The island is amazing. It's basically just a large crater with a high rim to the west, north and east. Inside the rim is an astonishing, completely barren landscape. The crater walls are bare rock, much of it loose, heavily eroded by rainfall. The floor is rocks, ash, and mineral formations, plus some fumaroles, boiling water and mud, and the crater lake itself. The lake is amazing: quite large, constantly roiling, hot (currently around 67 degrees C, 152 F), and with a pH of -0.4, considerably stronger than battery acid. The fumaroles and the lake itself constantly belch a mix of steam and sulphuric fumes. The steam plume is huge, constantly visible from Whakatane in clear weather. The fumes shift around in the wind; when they blow your way, you start coughing and spluttering --- fortunately the tour company provides masks with fliters. The place is both hellish and totally fascinating, and beautiful in its own way. (Odd that we would consider something attractive that's so inimical to life!)

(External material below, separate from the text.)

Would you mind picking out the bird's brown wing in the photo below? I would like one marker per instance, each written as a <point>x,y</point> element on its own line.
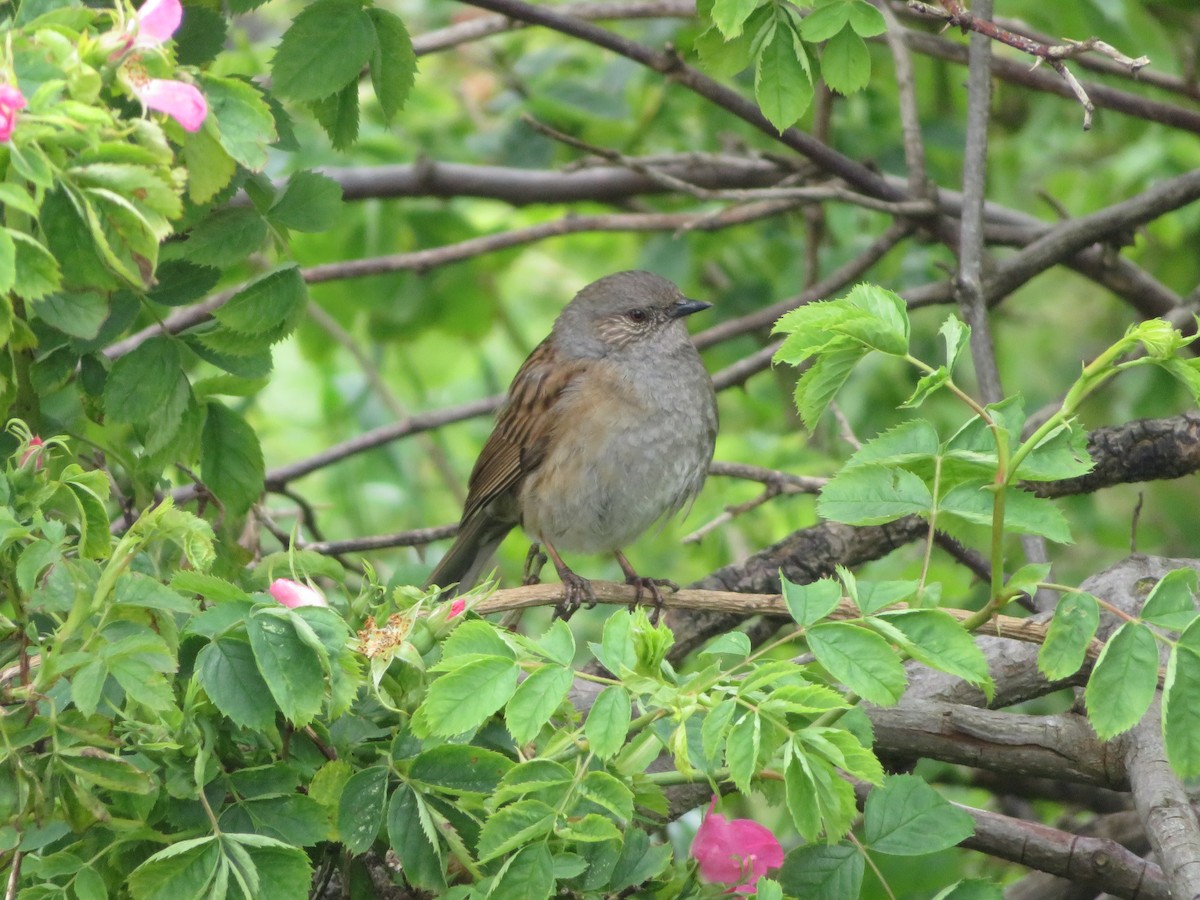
<point>523,429</point>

The crater area contains the remains of sulphur mining operations. They're a lovely example of industrial ruins, and look older than they actually are due to the spectacularly corrosive environment.
As a nice bonus, we encountered dolphins on the way to the island and on the way back, and a seal too! On the return trip there must have been hundreds of dolphins in the group; for a while, wherever you looked you could see dolphins leaping out of the water at every moment. They loved playing in the wake of the boat, and the boat's skipper was adept at encouraging them. Seeing those magnificent animals just having fun was incredibly exhilarating --- I just wanted to laugh, or cry, with joy.
We capped off the day with a visit to Ohope beach, which was lovely, and dinner at the "Africa" cafe, which was wonderful South African food, although I think they were overwhelmed by the fifteen of us --- me, Chris Double, Chris Pearce, Matthew Gregan, Karl Tomlinson, Daniel Holbert, Jonathan Watt, Cameron McCormack, plus Doug Schepers from the W3C, plus a few partners and family members. All in all, an excellent adventure!